The Underwater Fancy Dress Parade by Davina Bell
The day before the Underwater Fancy-Dress Parade, Alfie gets that funny feeling in his tummy. He’d like to wear his special starfish costume but after terrible nightmares he just knows he can’t. His mum isn’t mad; she takes him to the aquarium where he spots a shy little clownfish. This utterly gorgeous book gently and lovingly explores the social anxiety experienced by so many kids, and makes a wonderful present for kids aged 3–7.
A River by Marc Martin
This is an important picture book for curious children and adults to share. A River reminds us that nature is an integral part of reading and storytelling magic. Marc Martin’s wonderful illustrations take readers on a dreamy journey along a river through freeways, farmlands, forests, jungles and the ocean. Both the natural landscapes and the cityscapes feel intimately connected to our world, no matter our location. A beautiful picture book for ages 4 and up.

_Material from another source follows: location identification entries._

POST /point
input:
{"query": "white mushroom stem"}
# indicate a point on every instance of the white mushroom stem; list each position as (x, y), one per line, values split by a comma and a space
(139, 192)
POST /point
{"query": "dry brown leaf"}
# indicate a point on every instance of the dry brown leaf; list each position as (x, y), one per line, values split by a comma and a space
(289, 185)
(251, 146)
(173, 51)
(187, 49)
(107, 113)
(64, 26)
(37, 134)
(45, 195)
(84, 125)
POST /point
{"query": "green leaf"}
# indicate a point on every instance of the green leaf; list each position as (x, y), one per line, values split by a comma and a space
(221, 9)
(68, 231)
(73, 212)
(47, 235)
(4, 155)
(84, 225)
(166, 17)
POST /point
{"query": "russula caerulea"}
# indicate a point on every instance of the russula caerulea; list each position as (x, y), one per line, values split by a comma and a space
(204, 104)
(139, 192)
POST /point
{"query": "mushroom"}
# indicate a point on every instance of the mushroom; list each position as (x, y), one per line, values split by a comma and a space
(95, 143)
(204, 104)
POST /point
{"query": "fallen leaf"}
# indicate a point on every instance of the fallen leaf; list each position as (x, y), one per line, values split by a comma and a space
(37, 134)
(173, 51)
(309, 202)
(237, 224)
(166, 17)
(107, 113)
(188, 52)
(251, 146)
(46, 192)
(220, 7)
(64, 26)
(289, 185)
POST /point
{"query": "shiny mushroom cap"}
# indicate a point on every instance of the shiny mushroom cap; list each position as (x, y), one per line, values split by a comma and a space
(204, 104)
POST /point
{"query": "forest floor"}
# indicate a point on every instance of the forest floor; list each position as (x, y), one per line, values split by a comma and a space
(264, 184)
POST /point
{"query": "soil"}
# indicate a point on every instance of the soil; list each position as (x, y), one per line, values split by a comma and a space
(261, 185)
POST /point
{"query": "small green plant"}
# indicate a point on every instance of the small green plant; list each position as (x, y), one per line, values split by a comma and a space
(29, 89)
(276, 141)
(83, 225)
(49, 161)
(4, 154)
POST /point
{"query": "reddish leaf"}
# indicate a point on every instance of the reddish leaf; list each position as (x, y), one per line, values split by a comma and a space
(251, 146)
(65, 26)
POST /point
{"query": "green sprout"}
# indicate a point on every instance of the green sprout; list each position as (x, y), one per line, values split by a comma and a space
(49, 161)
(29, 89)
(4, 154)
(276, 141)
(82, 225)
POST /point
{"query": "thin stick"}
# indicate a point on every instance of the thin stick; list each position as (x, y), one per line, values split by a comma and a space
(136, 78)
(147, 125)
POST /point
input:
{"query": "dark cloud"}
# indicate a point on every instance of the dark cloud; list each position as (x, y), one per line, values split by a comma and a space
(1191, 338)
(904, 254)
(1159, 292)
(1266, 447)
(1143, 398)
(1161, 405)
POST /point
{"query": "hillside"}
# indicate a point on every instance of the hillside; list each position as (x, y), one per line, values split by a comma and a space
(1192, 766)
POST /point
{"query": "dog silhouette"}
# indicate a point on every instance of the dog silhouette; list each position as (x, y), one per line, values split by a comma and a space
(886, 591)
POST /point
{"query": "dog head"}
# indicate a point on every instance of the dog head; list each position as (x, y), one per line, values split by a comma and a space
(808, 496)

Most Wonderful Thing in the World by Vivian French & Angela Barrett
Oh my, this book is so pretty and the detail so exquisitely delightful, I didn’t want it to end.A young princess will be wed as soon as a suitable husband is chosen by her parents, but before this happens she requests the freedom to explore the city outside the castle. What the princess discovers, and her parents come to understand, in this enchanting story is that true love should triumph over material riches any old day and that is a wonderful thing! Ages 3 and up.
Tree: Seasons Come, Seasons Go by Britta Teckentrup
One tree, four seasons, so many changes reflecting the magic of nature. Peek through the cutaways in this gorgeous book to reveal the bountiful activity in this grand tree. As the year progresses the landscape changes, the tree transfigures in shape and colour and the wildlife comes and goes. I love the pleasing palette and the gentle accompanying rhyme of Tree and I love the steadfast owl observing all. Pure arboreal delight for ages 2 and up.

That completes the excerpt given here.